Rural towns deserve more than prison jobs – people’s world
The California Correctional Center, a prison in the small town of Susanville in Northern California, is closing. I was delighted to hear that the California Department of Corrections and Rehabilitation was closing one of its 35 state prisons, and I rushed to break the news to my wife. We both believe that prisons do more harm than good and that they waste taxpayer dollars.
She applauded, but then reminded me of something important. As in many small towns across the country, the prison industry is the backbone of the local economy in Susanville, which currently houses both the California Correctional Center and the High Desert State Prison.
I took a break because I know her dad worked in a city jail right next to where we grew up. When that prison closed and he lost his job, it sent him into a free fall.
He worked in a private prison run by CoreCivic, one of the largest private prison companies in the country. Like their state-run counterparts, private prisons are often located in small towns like Susanville where they are the main employers.
But not all jobs are created equal. We need to move away from mining and extractive industries. It means taking money out of the bloated prison-industrial complex and putting it into better jobs and programs for small American towns.
Right now the prison industry is feasting on blacks and Latinos. Communities of color are criminalized at higher rates than whites for the same behaviors. Then they are transported from the urban areas where most of them live to rural prisons. Their incarceration subsidizes predominantly white towns with correctional jobs. It’s wrong.
I understand why cities like Susanville cry foul when prisons close and take their livelihoods with them. It’s frightening. Schools are losing their funding. The local government is losing tax revenue. But prisons are hellish scenery, and if you’re honest about it, you know it’s the truth.
Prisons are dangerous to both correctional officers and the incarcerated population, they do not deter future crimes, and they come at an absurd price, especially since they are woefully ineffective.
Next year, the state of California alone is expected to spend $ 16 billion on its prison system. By closing the California Correctional Center, the state hopes to save $ 122 million. It’s a lot of money, but it’s a drop in the bucket compared to what the United States spends every year on corrections.

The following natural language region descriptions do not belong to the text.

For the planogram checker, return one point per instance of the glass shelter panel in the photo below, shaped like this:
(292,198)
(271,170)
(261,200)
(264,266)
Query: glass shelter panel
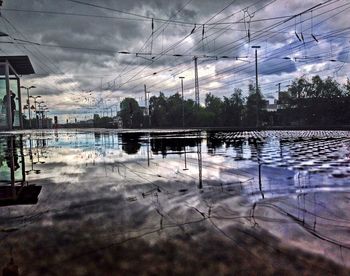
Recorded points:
(3,108)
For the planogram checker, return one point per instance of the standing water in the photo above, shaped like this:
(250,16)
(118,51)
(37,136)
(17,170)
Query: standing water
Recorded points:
(106,202)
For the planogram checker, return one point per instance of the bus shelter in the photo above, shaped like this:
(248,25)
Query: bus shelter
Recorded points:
(11,69)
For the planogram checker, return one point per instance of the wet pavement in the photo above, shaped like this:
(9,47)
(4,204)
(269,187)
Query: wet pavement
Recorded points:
(99,202)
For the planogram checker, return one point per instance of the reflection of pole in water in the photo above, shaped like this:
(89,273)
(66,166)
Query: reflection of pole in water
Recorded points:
(185,169)
(260,183)
(199,153)
(11,159)
(22,159)
(148,141)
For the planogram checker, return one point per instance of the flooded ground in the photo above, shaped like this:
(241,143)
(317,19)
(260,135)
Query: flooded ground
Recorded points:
(103,202)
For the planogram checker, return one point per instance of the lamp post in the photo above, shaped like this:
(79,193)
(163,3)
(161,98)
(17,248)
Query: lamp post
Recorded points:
(257,85)
(36,112)
(183,107)
(28,102)
(41,107)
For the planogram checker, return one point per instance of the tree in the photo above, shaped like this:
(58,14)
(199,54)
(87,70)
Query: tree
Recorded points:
(131,113)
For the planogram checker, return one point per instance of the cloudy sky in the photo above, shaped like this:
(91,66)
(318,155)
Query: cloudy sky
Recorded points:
(89,55)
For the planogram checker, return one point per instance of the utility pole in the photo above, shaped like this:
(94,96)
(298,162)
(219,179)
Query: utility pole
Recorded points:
(28,103)
(183,104)
(36,111)
(147,111)
(146,106)
(279,88)
(257,85)
(196,82)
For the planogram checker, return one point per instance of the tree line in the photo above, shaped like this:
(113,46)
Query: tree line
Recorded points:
(315,102)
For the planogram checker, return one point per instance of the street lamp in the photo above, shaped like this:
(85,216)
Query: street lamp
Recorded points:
(36,113)
(256,84)
(183,107)
(28,102)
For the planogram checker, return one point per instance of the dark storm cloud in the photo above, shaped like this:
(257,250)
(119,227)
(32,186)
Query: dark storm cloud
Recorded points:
(86,69)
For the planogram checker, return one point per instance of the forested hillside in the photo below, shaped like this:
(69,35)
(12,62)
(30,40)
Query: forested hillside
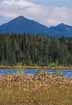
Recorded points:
(34,50)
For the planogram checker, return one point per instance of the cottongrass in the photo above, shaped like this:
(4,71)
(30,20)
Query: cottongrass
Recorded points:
(41,89)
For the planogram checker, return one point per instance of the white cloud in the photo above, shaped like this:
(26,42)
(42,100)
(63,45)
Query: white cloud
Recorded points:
(44,14)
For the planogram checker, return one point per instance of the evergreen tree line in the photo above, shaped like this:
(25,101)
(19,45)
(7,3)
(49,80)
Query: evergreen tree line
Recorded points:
(34,50)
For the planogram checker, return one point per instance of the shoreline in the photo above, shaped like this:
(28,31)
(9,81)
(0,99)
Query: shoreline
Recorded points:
(36,67)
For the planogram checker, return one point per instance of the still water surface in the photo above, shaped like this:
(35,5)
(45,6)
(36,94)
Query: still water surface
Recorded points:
(65,73)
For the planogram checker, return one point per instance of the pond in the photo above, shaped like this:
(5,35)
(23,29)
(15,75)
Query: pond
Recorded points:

According to the Prison Policy Initiative, our federal, state, and local governments spend approximately $ 81 billion annually on prisons, prisons, probation, and parole. It is money that could be used for jobs that actually benefit communities.
I come from a small town in northern California. I know how badly we need rural jobs. It doesn’t take a scientist to figure out what those jobs should be.
It feels like every year the western states endure yet another “worst fire on record” and battle another drought. We need more firefighters and forestry service jobs. We need jobs in land and water management. We also need to develop cleaner sources of energy, from wind to solar to hydropower. And, if you come from a rural area like me, you know how much we need public transport and broadband infrastructure.
Small towns in the United States would be much better off if we moved away from the prison and industrial complex and invested in the kinds of jobs our communities really need and a just transition for correctional workers.
Cities like Susanville are hurt when prisons close. But it’s not because they are clamoring to keep people in cages. It’s because they want jobs. Give them the ones who make the world a better place.